Later, the Temple was rebuilt and the Jewish People struggled with World
Empires, produced the Talmud and great men such as Hillel and Rabbi Akiva,
and hundreds of other great Torah scholars, before and after the Second
Temple was destroyed by the Romans. Followed by a 2,000 year Exile, during
which we were sustained, in every generation of persecution by great heroes
inspired by HaShem, that seems now finally to be coming to an end, with a
climactic battle already engaged between Yaakov and Yishmael.
Could the “Meraglim” have acted differently? I believe they could have
chosen to follow the leadership of Calev and Yehoshua, who had been
fortified by HaShem with super-natural courage, that enabled them to see
that the Jewish People could indeed, with the aid of the Almighty “Ish
Milchamah,” the G-dly Warrior, be victorious in battle. And who were able to
say “Ki yachol nuchal lah,” “We shall surely ascend and conquer it...” (BaMidbar
13:30) (That expression, “Ki yachol nuchal lah” was in fact borrowed by
Moshe Dayan, with minor variation, in the terribly frightening days leading
up to the Six-Day War). And they could have chosen to bring back a positive,
optimistic report concerning the Land of Israel that would not have broken
the spirit of the Jewish People.
“Two roads diverged,” as Robert Frost says in his poem, before the
“Meraglim” at that point in our history, and it seems that they chose the
wrong one. “Yet knowing how way leads on to way,” as Frost says, that choice
has led to the history of our People, over some 3,300 years.
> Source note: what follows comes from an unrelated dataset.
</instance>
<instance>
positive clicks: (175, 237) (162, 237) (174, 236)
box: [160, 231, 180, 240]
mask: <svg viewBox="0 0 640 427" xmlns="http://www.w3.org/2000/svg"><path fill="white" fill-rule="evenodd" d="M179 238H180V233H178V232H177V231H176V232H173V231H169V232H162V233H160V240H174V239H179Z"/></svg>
What would have happened had the “Meraglim” “kept the faith” and chosen more
wisely and courageously? Chazal say that the Jewish People would have
entered immediately into Eretz Yisrael under the leadership of Moshe and
would have built the Holy Temple that would never have been destroyed.
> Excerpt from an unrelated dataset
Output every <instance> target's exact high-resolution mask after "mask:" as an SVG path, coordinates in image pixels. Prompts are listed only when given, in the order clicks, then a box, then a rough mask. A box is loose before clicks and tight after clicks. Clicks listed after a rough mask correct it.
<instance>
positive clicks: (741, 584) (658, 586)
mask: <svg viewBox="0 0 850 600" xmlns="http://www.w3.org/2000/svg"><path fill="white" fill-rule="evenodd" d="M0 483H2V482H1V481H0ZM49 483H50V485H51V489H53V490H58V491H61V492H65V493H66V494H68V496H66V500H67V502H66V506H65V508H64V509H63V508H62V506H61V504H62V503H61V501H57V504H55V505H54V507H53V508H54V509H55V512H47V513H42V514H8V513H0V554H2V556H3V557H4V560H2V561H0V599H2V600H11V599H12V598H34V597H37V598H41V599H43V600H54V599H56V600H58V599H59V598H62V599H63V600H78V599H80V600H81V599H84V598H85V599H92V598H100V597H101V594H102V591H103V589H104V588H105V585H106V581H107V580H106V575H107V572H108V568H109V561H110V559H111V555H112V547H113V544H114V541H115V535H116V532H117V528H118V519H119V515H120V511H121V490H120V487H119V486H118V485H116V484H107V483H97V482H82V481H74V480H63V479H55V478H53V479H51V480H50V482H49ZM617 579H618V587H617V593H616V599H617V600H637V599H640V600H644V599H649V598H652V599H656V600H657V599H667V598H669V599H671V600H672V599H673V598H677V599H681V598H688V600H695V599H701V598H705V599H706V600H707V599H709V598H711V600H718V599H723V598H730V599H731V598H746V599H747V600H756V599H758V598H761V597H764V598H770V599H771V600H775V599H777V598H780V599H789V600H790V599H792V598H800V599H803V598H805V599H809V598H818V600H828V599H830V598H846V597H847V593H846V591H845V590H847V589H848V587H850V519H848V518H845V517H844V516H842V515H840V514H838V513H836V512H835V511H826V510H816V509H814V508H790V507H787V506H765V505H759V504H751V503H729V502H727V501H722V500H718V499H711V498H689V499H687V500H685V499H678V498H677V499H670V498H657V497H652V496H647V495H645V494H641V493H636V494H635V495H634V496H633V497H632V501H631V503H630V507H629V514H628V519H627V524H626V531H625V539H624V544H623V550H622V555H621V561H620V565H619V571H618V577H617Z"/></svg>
Mashiach would have come and the complete Redemption of the Jewish People
would have been at hand.
What other glorious events would have occurred? Who knows? But they are in
the realm of non-existence, wherein reside all events on paths not chosen.
Whether they exist even in G-d’s eye might be a matter for philosophical
speculation. But for us, our task is to deal with life as it is.
At the end of the summer, we will come to the Yamim Noraim, the High Holy
Days, the Days of Repentance and Atonement. Both nationally and
individually, we are commanded, as Lot’s wife was, not to look back and
dwell on the past, for that would imperil our existence. We must do
“Teshuvah” for our mistakes of the past, for “roads not taken,” and embrace
our present and future with confidence and faith in the ability of the
“Tzayar HaOlamim,” the Supreme Artist of the World, to draw different
pictures of our lives for us than what perhaps “could have been.”